L'entraîneur-chef carburait encore aux émotions de la veille, lundi matin, lorsque le Rouge et Noir a pris l'avion pour revenir à Ottawa. Surtout, la santé de son coeur avait été mise à l'épreuve en prolongation contre les Stampeders de Calgary. Plus précisément lorsque le receveur Ernest Jackson a jonglé avec le ballon trois fois avant de marquer le touché gagnant.

«J'ai eu peur de subir un arrêt cardiaque en voyant ce jeu défiler, a lancé Campbell en riant. «Ce fut une séquence folle qui s'est bien terminée, heureusement. Les bons gars ont gagné!»

Jackson a même trouvé une façon de faire rire le coach en revenant sur les lignes de côté. «Il m'a dit qu'il voulait rendre les choses intéressantes», a ajouté Campbell, qui a vanté à nouveau l'appui des partisans.

Ils étaient des milliers de mordus de football de la capitale à s'être déplacés à Toronto en vue du match de la coupe Grey. «Nous avions l'impression de jouer à la Place TD tellement c'était bruyant. C'est comme si Ottawa s'était emparé du stade», a-t-il soutenu.
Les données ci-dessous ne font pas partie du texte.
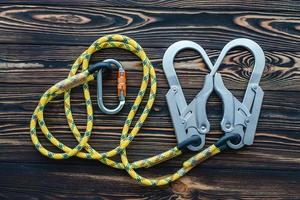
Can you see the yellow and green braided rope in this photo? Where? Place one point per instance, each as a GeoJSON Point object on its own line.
{"type": "Point", "coordinates": [75, 79]}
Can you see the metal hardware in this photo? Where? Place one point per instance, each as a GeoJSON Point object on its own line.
{"type": "Point", "coordinates": [189, 120]}
{"type": "Point", "coordinates": [241, 117]}
{"type": "Point", "coordinates": [121, 88]}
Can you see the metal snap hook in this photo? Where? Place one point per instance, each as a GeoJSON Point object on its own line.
{"type": "Point", "coordinates": [241, 117]}
{"type": "Point", "coordinates": [121, 88]}
{"type": "Point", "coordinates": [189, 120]}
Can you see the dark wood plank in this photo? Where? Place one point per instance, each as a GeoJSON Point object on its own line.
{"type": "Point", "coordinates": [39, 41]}
{"type": "Point", "coordinates": [91, 181]}
{"type": "Point", "coordinates": [51, 63]}
{"type": "Point", "coordinates": [284, 5]}
{"type": "Point", "coordinates": [151, 27]}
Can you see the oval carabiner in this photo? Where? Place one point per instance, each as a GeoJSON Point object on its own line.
{"type": "Point", "coordinates": [121, 88]}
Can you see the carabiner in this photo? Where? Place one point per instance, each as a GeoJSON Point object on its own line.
{"type": "Point", "coordinates": [121, 88]}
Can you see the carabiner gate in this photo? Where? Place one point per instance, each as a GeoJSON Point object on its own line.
{"type": "Point", "coordinates": [121, 88]}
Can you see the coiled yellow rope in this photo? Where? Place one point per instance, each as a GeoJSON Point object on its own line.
{"type": "Point", "coordinates": [75, 79]}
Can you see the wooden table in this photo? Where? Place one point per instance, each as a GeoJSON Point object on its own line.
{"type": "Point", "coordinates": [40, 40]}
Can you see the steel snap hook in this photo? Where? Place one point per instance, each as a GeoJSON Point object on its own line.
{"type": "Point", "coordinates": [189, 120]}
{"type": "Point", "coordinates": [121, 88]}
{"type": "Point", "coordinates": [241, 117]}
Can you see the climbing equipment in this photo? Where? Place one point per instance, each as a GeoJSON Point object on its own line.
{"type": "Point", "coordinates": [189, 120]}
{"type": "Point", "coordinates": [241, 117]}
{"type": "Point", "coordinates": [238, 118]}
{"type": "Point", "coordinates": [121, 88]}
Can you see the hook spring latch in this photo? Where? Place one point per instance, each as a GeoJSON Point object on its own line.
{"type": "Point", "coordinates": [121, 88]}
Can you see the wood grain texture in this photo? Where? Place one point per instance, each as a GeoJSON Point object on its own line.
{"type": "Point", "coordinates": [152, 27]}
{"type": "Point", "coordinates": [40, 40]}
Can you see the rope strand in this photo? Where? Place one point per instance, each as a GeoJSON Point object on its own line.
{"type": "Point", "coordinates": [75, 79]}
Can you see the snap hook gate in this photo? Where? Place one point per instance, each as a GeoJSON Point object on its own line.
{"type": "Point", "coordinates": [121, 88]}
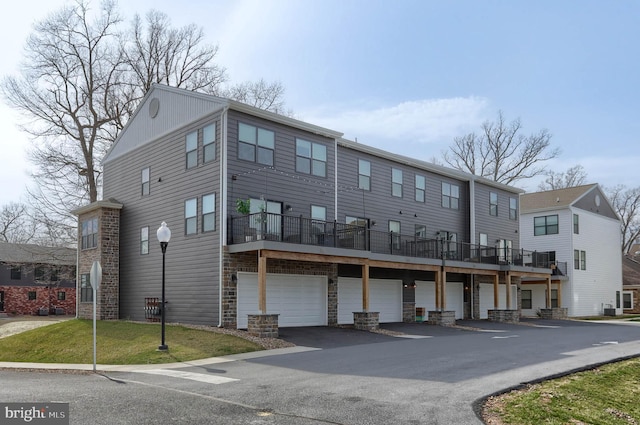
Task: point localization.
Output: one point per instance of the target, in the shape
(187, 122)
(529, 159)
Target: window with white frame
(89, 233)
(421, 188)
(86, 291)
(364, 174)
(209, 143)
(190, 216)
(579, 259)
(191, 148)
(450, 195)
(545, 225)
(394, 229)
(526, 296)
(493, 203)
(311, 158)
(396, 182)
(144, 240)
(513, 209)
(145, 181)
(256, 144)
(209, 212)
Le vétéran plaqueur Moton Hopkins, un des joueurs de la première heure du Rouge et Noir, a pris le soin d'aller rencontrer des amateurs le long des gradins, leur permettant de toucher au trophée. Un autre plaqueur, Cleyon Lang, a remis son casque à un jeune garçon.

«Nous avions l'impression d'avoir joué un match à domicile», a précisé son coéquipier Zack Evans, qui a savouré la victoire en se couchant au milieu du terrain pendant de longues minutes, une heure après la conquête.

Conclusion inespérée pour Bolduc et White

Jean-Philippe Bolduc tenait à cette photo aux côtés de quatre autres francophones et nouveaux champions de la coupe Grey.

Jamais il n'a arrêté de sourire. La recrue du Rouge et Noir se souvenait comment sa saison de football avait commencé. Par un appel des Stampeders de Calgary lui annonçant son renvoi à la fin du camp d'entraînement.

«Je ne mentirai pas. Ça fait du bien en ce moment de gagner la coupe Grey contre eux... Je ne suis pas rancunier dans la vie de tous les jours. Mais il semble que je n'étais pas assez bon pour eux (Stampeders) en début d'année. Mais il semble que je suis assez bon pour Ottawa.»

Bolduc n'était pas le seul joueur qui a vécu un pareil parcours en 2016. Mitchell White aussi.

Le demi de coin ne s'est pas gêné non plus pour écorcher son ancienne équipe, les Alouettes de Montréal, tout en louangeant le Rouge et Noir. «Ici, on me traite comme un professionnel et on me tient toujours informer. Oui, il y a toujours des hauts et des bas. Mais cette équipe ne te ment pas. Elle ne te donne pas une tonne d'argent pour ensuite te demander de la redonner», a-t-il lancé.

White a été libéré par les Alouettes en juin après avoir refusé une diminution de salaire de 30 000 $. Une vingtaine de jours plus tard, il se retrouvait à Ottawa.

«La meilleure chose qui pouvait m'arriver d'aboutir chez le Rouge et Noir et devenir membre d'une équipe championne. J'ai bien fait de ne pas écouter ce qu'on disait de moi à Montréal et de continuer plutôt de croire en moi-même.»